Chargé de l'instruction, le pôle financier du Tribunal de grande instance (TGI) de Paris n'a pu être joint pour confirmenr l'information. L'avocat de François-Gilles Egretier a indiqué qu'il ne souhaitait pas communiquer sur cette affaire. "Cette mise en examen est un grand pas vers ce qui semble être la manifestation de la vérité. Nous vivons actuellement dans un climat de moralisation de l'action politique et je sais pouvoir compter sur la justice pour qu'elle fasse son travail, même s'il faut respecter la présomption d'innocence", a déclaré Me Adrien Ville, avocat de l'association "Les vois du fuseau nord".

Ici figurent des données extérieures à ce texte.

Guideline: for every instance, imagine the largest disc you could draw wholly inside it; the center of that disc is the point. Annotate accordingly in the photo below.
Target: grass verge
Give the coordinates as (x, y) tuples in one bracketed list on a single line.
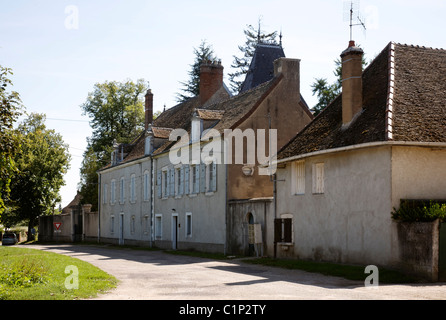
[(30, 274)]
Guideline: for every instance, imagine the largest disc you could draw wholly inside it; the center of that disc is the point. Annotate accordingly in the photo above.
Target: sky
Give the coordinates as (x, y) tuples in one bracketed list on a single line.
[(58, 50)]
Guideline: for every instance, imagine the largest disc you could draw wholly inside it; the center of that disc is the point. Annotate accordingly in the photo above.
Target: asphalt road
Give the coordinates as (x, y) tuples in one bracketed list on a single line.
[(155, 275)]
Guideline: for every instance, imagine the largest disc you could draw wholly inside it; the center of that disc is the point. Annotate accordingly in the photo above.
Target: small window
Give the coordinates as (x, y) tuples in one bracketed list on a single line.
[(283, 230), (188, 224), (298, 177), (132, 188), (158, 226), (318, 178)]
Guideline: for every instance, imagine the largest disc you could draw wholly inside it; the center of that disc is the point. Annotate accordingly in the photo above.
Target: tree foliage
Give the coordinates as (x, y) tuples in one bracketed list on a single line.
[(116, 110), (241, 64), (191, 88), (10, 110), (41, 165)]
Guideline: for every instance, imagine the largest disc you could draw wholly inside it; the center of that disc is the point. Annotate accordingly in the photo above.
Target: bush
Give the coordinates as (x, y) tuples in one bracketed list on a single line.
[(411, 211)]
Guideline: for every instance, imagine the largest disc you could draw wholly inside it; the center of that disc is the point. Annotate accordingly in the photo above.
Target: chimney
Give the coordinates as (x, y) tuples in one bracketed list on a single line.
[(351, 82), (211, 79), (148, 109)]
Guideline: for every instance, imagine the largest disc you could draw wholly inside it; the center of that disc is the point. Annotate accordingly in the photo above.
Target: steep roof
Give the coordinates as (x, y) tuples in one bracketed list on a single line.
[(404, 99), (261, 68)]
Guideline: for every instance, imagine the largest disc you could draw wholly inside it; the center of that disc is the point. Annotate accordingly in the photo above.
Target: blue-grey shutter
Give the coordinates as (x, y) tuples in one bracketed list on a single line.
[(186, 179), (213, 182), (181, 180), (203, 177), (159, 183), (172, 182), (197, 178)]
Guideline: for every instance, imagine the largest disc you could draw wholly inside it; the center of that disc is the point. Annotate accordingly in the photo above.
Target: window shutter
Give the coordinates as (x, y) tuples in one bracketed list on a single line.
[(214, 177), (277, 230), (172, 182), (186, 179), (159, 183), (202, 177), (197, 178), (181, 172)]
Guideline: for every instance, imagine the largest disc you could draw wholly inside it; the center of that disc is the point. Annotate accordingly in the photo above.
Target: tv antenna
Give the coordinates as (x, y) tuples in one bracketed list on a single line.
[(352, 8)]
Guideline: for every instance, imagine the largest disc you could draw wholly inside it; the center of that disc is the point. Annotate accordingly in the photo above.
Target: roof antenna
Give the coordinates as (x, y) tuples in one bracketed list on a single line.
[(353, 10)]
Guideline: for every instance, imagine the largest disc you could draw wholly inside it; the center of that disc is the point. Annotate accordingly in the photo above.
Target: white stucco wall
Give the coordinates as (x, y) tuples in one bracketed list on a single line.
[(208, 214), (350, 222), (138, 210)]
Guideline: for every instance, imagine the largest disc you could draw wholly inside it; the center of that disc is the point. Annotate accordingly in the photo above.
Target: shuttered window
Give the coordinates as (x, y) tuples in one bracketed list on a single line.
[(283, 230), (298, 177)]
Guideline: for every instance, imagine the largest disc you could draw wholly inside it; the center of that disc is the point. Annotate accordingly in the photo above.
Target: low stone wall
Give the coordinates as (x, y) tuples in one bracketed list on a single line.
[(419, 248)]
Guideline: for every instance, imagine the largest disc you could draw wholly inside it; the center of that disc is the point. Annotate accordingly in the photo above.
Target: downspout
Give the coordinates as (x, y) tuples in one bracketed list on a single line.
[(99, 208)]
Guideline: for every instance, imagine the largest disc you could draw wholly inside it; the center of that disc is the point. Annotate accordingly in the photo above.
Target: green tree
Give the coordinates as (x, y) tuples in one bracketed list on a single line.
[(10, 110), (191, 88), (116, 110), (41, 164), (241, 64)]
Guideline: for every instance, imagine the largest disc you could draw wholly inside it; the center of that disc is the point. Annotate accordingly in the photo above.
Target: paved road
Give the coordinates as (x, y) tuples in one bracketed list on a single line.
[(156, 275)]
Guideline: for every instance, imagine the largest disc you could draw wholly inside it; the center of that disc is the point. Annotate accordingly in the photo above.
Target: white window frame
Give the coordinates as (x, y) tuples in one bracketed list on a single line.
[(133, 188), (146, 183), (298, 177), (158, 226), (188, 225), (318, 178), (113, 192), (122, 190)]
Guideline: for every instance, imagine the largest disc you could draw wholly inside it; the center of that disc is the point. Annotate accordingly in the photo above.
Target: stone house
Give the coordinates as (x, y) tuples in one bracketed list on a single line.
[(148, 199), (383, 139)]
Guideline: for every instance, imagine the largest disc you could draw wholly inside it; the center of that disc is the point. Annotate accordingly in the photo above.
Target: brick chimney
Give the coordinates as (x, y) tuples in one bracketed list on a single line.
[(148, 109), (351, 82), (211, 79)]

Des e-mails explicites avec le secrétaire d'Etat aux Transports

Cette association avait déposé une plainte en 2010 au parquet de Mont-de-Marsan, classée sans suite en 2012. Me Ville avait alors saisi le doyen des juges d'instruction d'une plainte avec constitution de partie civile, cette fois au nom des 15 riverains touchés par le déplacement de 3000 mètres de fuseau du tracé de la LGV. Le tracé final de la LGV reliant Bordeaux à l'Espagne, retenu en 2010, doit désormais passer au nord de la commune landaise d'Uchacq-et-Parentis (600 habitants), évitant ainsi la propriété familiale de François-Gilles Egretier, contrairement à celui retenu en 2009.

Selon Me Ville, cette mise en examen repose en grande partie sur "des e-mails très explicites où personne ne se cache de contacts avec Dominique Bussereau, ex-secrétaire d'État aux transports, et Jean-Marc Delion, alors directeur général délégué de RFF (réseau ferré de France, ndlr.), pour faire en sorte que le tracé ne passe plus dans son jardin". "La révélation de ces courriers fait suite à une erreur de la partie adverse", a raconté l'avocat. "Une personne a été intégrée par erreur dans le listing informatique et a reçu les messages dont elle n'était pas destinataire".

Celui-ci, Robert Tauziat, porte-parole des plaignants, a fait part de son "immense satisfaction". "C'est un ballon d'oxygène après un combat de trois années (...) où nous avons été humiliés, roulés dans la farine", dans "un combat du pot de terre contre le fer", a-t-il ajouté.